Package info
The R6j (derived from R6f)
- changed again the setting of s_rel, s_rel1 and s_pos (see Extractor)
- cleaned up ExtractorR.encodeCat method
- changed the feature calculation from c to d methods in class ExtractorR, e.g. c4 -> d4
The R6f0 (derived from R6f)
- Feature extraction for sets of states in ExtractorR - found the bug of version R6h.
- In a final test, we reached on the penn tree (penn-to-malt conversion) LAS/UAS/Tag: 92.31/93.35/97.23 .
- settings: beam: 40; threshold=0.2; pos tag considered 2; hsize 500 000 001; tagger-hsize 90000001 ; -tt 25 ; -tx 2; -ti 10; -tnumber 10
- measured a speed improvement of about 20% compared to version R6f.

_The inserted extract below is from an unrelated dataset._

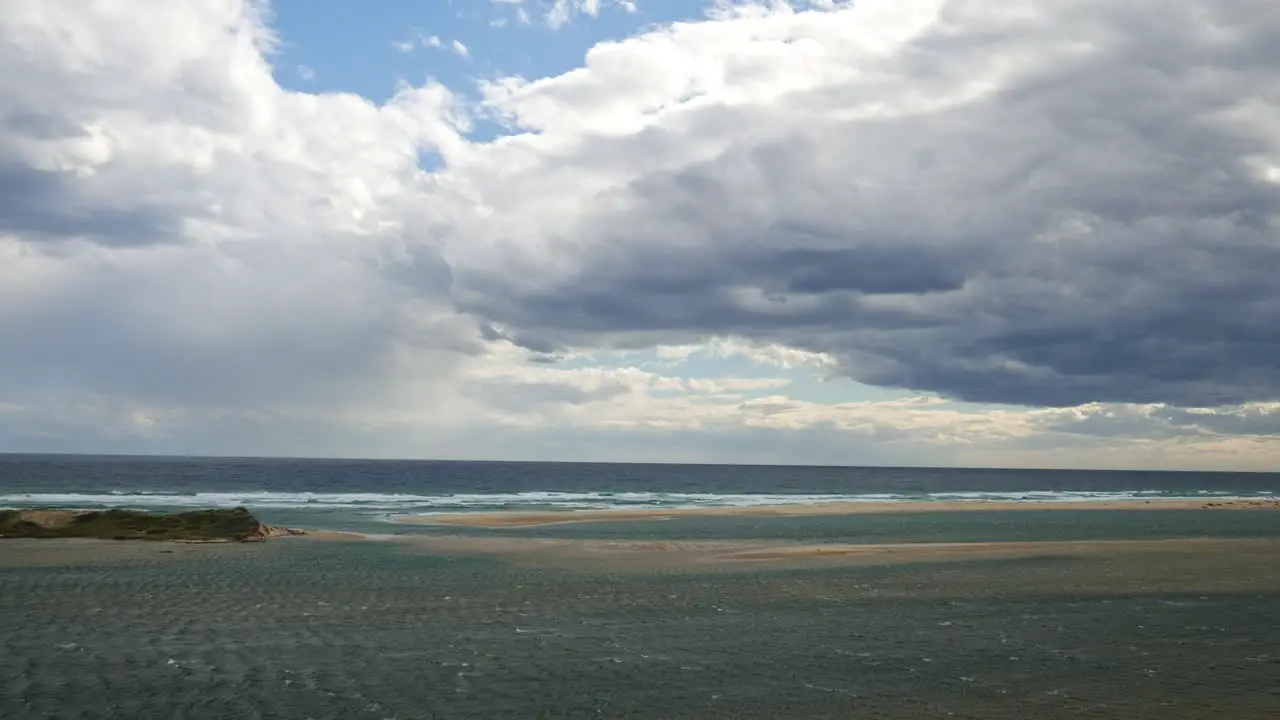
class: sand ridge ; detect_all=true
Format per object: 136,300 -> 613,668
390,534 -> 1280,572
396,498 -> 1280,529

The R6f (derived from R6b)
- Corrected or cleaned up cases in completion model
- Changed else value in tagger setting in static feature model of the transition-based parser from else v+=2 -> +0
The R6c (derived from R6b)
- I moved the label creation outside of the main loop so that it is done in a uniform way.
The R6b (derived from R6a)
- In this version, I measured the time consumption of different components and carried out improvements on the feature extractions:
- transition-based features
The R6a version was derived from ysp7b
- I improved the speed of the version. I made the class state more slim
- I fixed two bugs:
(1) One in the tagger. Several tags of the same pos-tags have been provided in the n-best list of the tags. I wonder still of this case that it did not cause more harm to the scores.
(2) The swap operation causes a second shift. Because of this, we get a second time the same state and same pos tag combination with the same score. Now, we avoid to get the same variant again.
In order to solve this two cases, we did not add equal case when the score was as high as the top ranked. I guess we lost a couple of good results.
adapt tagger for usage in shared task to parse web text
- use predicted pos tags in the completion model
- use model 7 and retag
fixed bug in Tagger class moved best tag inside loop of the static tagger
Compare between only complete scoring and incomplete scoring
This version does an incomplete scoring.